Uma das melhores repórteres do ``Herald" é uma moça chamada Katherine Ellison, que é correspondente viajante na América Latina. A srta. Ellison costuma cobrir eleições, terremotos e outros desastres naturais.
Tio Dave tem uma teoria particular, só dele: que as leis da seleção natural vão determinar que a superioridade natural das mulheres as leve a controlar o mundo. Também creio e antecipo com prazer o dia em que os homens serão relegados à cozinha e ao quarto, onde podem se desincumbir dos deveres para os quais possuem competência básica. Isto é uma maneira de dizer que também acredito que, por sua capacidade, inteligência e charme, as mulheres estão a caminho de dominar o setor das comunicações.
Seja como for, voltemos a Katherine Ellison, que eu não conheço, embora esteja ansioso por isso.
Em um número recente da revista de domingo do ``Miami Herald", chamada ``Tropic", a srta. Ellison apresentou uma matéria de capa sobre Xuxa ``Baby Blue" Maria das Graças Meneghel. Em seu artigo, Ellison, olhando Xuxa do ponto de vista da Gringolândia, formula a pergunta crucial: ``Será que os EUA estão prontos para receber a sexy imperatriz da televisão infantil latina?"
A resposta não é muito positiva.
O artigo é bastante abrangente e inclui fotos que começam com Xuxa de biquíni, em 1982, durante sua época de modelo erótica, passa por uma foto em preto-e-branco de uma Xuxa bem-comportada, aos 17 anos, sentada no colo de seu namorado quarentão Pelé, e chega até Xuxa sorrindo para o papa João Paulo 2º na praça São Pedro, em Roma.
Diz o artigo que Xuxa é muito rica. No ano passado, a revista Forbes a incluiu em sua lista dos 40 maiores ``entertainers" –a primeira latino-americana a figurar na lista. A revista informou que sua fortuna já havia ultrapassado a de Madonna e se equiparado à de Arnold Schwarzenegger.
``Sua fama estava crescendo, suas perspectivas promissoras pareciam ser enormes e seus horizontes se estendiam a perder de vista", prossegue o artigo.
``A investida de Xuxa na América do Norte de língua inglesa foi seu primeiro grande erro", diz Ellison.

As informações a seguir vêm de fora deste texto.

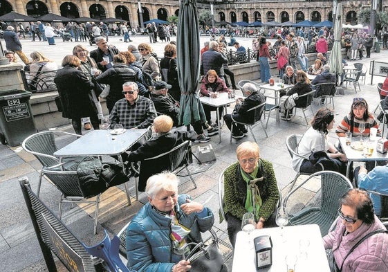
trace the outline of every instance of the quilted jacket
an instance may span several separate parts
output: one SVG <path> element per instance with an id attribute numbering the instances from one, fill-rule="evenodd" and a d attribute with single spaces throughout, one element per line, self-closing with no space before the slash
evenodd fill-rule
<path id="1" fill-rule="evenodd" d="M 341 267 L 348 252 L 365 235 L 385 229 L 375 215 L 371 224 L 362 224 L 353 233 L 344 236 L 345 226 L 338 220 L 334 231 L 323 237 L 325 249 L 332 248 L 337 265 Z M 342 272 L 388 271 L 388 234 L 378 233 L 362 242 L 344 262 Z"/>
<path id="2" fill-rule="evenodd" d="M 191 230 L 187 237 L 190 242 L 202 242 L 200 232 L 213 226 L 213 212 L 206 208 L 201 212 L 185 214 L 181 206 L 191 197 L 181 194 L 175 206 L 179 223 Z M 203 217 L 203 213 L 207 215 Z M 169 237 L 171 219 L 145 204 L 131 221 L 127 230 L 127 255 L 129 269 L 138 272 L 171 272 L 172 266 L 182 260 L 172 252 Z"/>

A seguir, o artigo descreve o ``fracasso" de Xuxa, em 1993, na TV a cabo da Gringolândia. Sua audiência caiu para 1% de seu público-alvo infantil. Alguns canais passaram seu programa para horários ingratos. Outros simplesmente deixaram de transmiti-lo. Um analista de mercado de TV teria dito, segundo o artigo, que ``Xuxa é produto danificado nos EUA".
O mundo se divide em seus sentimentos sobre a imagem pública de Xuxa. Metade de seus telespectadores simplesmente a adora, e metade acha sua pose de ``Baby Blue" de 31 anos simplesmente detestável.

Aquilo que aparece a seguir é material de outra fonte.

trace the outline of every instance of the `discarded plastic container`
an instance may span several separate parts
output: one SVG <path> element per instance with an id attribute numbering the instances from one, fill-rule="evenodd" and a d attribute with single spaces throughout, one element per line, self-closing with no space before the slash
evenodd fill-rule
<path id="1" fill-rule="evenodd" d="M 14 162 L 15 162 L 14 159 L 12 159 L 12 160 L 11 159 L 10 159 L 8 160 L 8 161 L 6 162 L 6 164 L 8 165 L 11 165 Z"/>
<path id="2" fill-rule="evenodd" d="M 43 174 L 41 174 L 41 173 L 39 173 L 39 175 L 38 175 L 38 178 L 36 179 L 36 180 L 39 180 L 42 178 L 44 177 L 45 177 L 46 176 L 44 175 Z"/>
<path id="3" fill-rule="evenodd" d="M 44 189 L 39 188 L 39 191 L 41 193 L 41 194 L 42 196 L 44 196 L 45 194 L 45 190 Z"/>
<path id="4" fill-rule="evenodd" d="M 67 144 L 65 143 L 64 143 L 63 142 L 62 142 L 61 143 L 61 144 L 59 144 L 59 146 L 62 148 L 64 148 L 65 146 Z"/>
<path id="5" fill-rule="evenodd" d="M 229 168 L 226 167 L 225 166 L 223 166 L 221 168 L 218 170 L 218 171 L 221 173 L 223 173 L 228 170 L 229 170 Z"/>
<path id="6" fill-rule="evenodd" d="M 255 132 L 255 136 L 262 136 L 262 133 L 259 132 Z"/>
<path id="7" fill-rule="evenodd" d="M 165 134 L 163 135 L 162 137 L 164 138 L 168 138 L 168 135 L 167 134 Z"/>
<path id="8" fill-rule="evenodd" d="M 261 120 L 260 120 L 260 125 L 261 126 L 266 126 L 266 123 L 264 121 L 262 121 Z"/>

Katherine Ellison tem más notícias para o primeiro grupo.
Marlene Mattos, a eficiente empresária que dirige Xuxa, tem um limite de tempo. Quando Ellison perguntou a Mattos quanto tempo Xuxa ainda tem pela frente, ela respondeu ``sem hesitar":
``Quatro anos".
Ellison diz: ``Depois disso, Mattos quer voltar à faculdade de Direito e tornar-se juíza."
``Além disso", diz Mattos, ``Xuxa terá 35 anos, quando deverá começar a pensar em cuidar de seus próprios filhos, em vez de se ocupar dos filhos de todo mundo."
Segundo o artigo, Mattos já avisou Xuxa mais de uma vez sobre seu tempo-limite.
``Eu digo a ela que tudo tem um início, um meio e um fim e acho que você precisa se preparar para o fim", teria dito Mattos. ``Você não deve deixar que o fim chegue a você."
Certa vez, o Velho Fotógrafo Dave tirou uma foto para a capa da ``Vogue" brasileira que mostrava Pelé delicadamente oferecendo um minibuquê de violetas a Xuxa. Ela era um docinho de coco.
Agora, meia vida depois, ``Baby Blue" é várias vezes milionária.
Ela também está bem mais triste e bem mais sábia.
Em lugar de treinar seu inglês, ela poderia começar a pensar sobre o que vai fazer daqui a quatro anos.